335a(b)(2)(B)(i)(I)) permits FDA to debar an individual if it finds 
that the individual has been convicted of a misdemeanor under Federal 
law for conduct relating to the regulation of drug products under the 
FD&C Act, and if FDA finds that the type of conduct that served as the 
basis for the conviction undermines the process for the regulation of 
drugs.
    On April 2, 2007, Dr. Choi pleaded guilty to one count of receipt 
in interstate commerce of a misbranded drug and delivery thereof in 
violation of sections 301(c), 303(c), and 502(f) of the FD&C Act (21 
U.S.C. 331(c), 333(a)(1), and 352(f)). On August 11, 2008, the U.S. 
District Court for the Central District of California entered judgment 
against Dr. Choi for the misdemeanor offense of receipt in interstate 
commerce of a misbranded drug and delivery thereof.
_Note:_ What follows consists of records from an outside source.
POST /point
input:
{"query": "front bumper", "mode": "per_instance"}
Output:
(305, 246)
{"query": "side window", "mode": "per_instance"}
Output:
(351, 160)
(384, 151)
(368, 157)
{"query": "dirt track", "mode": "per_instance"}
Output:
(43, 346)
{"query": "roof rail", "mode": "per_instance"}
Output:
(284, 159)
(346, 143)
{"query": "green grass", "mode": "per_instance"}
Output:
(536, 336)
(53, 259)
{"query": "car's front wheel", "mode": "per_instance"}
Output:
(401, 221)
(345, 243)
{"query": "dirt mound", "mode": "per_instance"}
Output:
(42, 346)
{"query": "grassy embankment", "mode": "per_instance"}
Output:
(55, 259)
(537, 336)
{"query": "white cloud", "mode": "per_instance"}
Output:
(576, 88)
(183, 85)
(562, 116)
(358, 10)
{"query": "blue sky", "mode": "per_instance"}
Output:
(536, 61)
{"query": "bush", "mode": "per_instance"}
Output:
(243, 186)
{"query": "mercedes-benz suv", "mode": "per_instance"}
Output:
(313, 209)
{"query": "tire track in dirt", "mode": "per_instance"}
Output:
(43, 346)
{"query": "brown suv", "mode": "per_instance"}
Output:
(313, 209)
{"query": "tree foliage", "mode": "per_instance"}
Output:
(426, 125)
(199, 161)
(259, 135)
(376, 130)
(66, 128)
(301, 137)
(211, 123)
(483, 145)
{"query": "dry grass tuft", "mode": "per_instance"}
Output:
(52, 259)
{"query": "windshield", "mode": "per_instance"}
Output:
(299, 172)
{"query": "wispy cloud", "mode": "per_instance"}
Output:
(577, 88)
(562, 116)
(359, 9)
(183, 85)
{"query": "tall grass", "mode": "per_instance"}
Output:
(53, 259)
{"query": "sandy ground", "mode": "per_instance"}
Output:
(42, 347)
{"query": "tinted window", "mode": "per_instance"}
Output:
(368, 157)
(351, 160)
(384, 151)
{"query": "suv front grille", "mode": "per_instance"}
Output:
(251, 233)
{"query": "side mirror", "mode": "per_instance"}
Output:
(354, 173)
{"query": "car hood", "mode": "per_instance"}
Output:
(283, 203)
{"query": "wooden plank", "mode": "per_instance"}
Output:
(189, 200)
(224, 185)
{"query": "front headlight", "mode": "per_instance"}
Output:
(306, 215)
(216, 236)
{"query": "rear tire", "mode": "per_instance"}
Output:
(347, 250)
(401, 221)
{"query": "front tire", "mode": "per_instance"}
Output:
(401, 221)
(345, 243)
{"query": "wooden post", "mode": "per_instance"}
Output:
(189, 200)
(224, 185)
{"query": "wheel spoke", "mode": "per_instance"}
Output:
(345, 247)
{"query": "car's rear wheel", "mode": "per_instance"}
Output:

    FDA's finding that debarment is appropriate is based on the 
misdemeanor conviction referenced herein. The factual basis for the 
conviction is as follows: Dr. Choi was a licensed physician in the 
State of California. Prior to November 13, 2003, Dr. Choi injected 
patients with Botox[supreg], an FDA-approved Botulinum Toxin Type A 
drug product manufactured by Allergan, Inc. In 2003, Dr. Choi began 
ordering an unapproved drug purported to be Botulinum Toxin Type A 
(TRI-Toxin) manufactured by Toxin Research International, Inc. (TRI), 
located in Tucson, Arizona, instead of the approved Botox[supreg]. From 
on or about November 13, 2003, and continuing until about August 3, 
2004, Dr. Choi placed 14 orders for a total of 28 vials of TRI-Toxin, 
which he had shipped to his office in the Central District of 
California. The TRI-Toxin did not come with labeling or directions on 
how to dilute the product for injection. The TRI-Toxin label stated 
``for research purposes only'' and ``not for human use,'' as did the 
TRI-Toxin invoices. Dr. Choi admitted to injecting the TRI-Toxin into 
his employees and patients. Between on or about November 13, 2003, and 
continuing until on or about August 3, 2004, Dr. Choi received and 
delivered the TRI-Toxin when he administered it to other persons, all 
in violation of sections 301(c), 303(c), and 502(f) of the FD&C Act.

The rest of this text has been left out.